Zigersuppe und die Flucht übers Meer

Da waren auch einzelne Häuschen, und in jedem davon sprach jemand über Heimat. Die Auslandschweizerin in USA schwärmte von ihrer Glarner Zigersuppe, der Flüchtling aus Eritrea erzählte von der langen Reise übers Meer bis in die Schweiz. Ja, das Thema Auswandern hat(te) es in sich. Schliesslich mussten auch viele unserer Vorfahren einst aus wirtschaftlichen Gründen auswandern und in anderen Ländern und Kontinenten eine neue Heimat aufbauen. Etwa in New Glarus (Wisconsin) oder Gruetli (Tenessee) in den USA. Wie die sich damals wohl gefühlt haben? Irgendwie waren sie ja auch Flüchtlinge, flüchteten vor Hunger und Not. Hin und wieder beschlich einem denn eine laue Beschämung ob unserem Umgang mit heutigen Flüchtlingen.
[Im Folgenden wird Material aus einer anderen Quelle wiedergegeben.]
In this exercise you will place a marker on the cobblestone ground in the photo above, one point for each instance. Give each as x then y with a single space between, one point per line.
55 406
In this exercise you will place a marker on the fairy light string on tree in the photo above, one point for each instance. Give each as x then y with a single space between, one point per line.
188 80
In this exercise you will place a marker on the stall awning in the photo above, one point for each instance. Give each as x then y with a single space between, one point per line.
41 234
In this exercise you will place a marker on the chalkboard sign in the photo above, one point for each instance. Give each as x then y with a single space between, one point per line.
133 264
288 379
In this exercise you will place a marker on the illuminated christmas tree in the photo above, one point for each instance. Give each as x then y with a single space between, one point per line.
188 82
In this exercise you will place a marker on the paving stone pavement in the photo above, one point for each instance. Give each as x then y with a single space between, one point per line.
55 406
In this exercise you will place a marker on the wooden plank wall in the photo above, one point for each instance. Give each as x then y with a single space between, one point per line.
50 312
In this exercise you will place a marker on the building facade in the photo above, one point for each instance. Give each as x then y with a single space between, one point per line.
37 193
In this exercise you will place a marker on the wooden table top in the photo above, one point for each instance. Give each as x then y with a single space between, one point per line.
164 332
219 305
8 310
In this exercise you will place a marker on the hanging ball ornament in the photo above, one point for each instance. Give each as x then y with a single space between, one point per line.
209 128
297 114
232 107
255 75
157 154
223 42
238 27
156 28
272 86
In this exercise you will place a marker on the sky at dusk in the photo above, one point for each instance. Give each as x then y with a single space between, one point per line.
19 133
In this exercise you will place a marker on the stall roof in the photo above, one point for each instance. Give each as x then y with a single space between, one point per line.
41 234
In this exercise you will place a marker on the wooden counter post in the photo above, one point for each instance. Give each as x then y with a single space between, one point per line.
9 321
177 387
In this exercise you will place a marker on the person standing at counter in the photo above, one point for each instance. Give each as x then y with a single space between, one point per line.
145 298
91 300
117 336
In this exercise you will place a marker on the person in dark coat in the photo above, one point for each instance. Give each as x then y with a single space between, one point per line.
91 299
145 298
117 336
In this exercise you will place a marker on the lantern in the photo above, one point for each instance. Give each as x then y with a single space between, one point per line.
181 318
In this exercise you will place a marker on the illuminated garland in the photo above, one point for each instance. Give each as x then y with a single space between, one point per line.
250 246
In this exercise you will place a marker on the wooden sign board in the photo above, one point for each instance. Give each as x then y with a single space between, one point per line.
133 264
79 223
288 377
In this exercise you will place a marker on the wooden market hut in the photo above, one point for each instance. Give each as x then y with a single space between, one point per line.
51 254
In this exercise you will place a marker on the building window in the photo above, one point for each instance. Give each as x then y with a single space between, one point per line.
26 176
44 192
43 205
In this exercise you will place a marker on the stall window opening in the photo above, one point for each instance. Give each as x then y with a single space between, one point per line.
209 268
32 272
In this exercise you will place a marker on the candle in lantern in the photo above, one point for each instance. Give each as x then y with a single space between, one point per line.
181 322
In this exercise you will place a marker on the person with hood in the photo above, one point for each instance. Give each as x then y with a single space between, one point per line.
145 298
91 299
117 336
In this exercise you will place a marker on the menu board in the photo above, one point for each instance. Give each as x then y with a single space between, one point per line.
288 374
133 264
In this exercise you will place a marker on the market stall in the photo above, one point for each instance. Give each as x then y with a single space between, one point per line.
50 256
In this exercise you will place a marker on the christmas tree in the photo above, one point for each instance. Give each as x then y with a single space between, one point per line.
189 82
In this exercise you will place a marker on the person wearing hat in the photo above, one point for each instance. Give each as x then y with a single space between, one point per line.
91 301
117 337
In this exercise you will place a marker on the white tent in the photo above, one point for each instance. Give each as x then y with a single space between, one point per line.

Im Riesenrad hoch über Lenzburg

Diese Ausstellung liess keinen kalt – obschon nicht so locker-flockig wie jene von Pipilotti Rist, die mich vor ein paar Jahren fasziniert hatte. Trotzdem war  «Heimat» kein Mahnfinger. Es gab spielerische Elemente, Spannendes, Lustiges und auch Erhebendes; so etwa eine Fahrt mit dem Riesenrad, das nicht «nur» einen tollen Blick auf Schloss Lenzburg ermöglichte, sondern auch über die kleine grosse Welt rundherum. Und vielleicht sogar in jene tief in uns drin.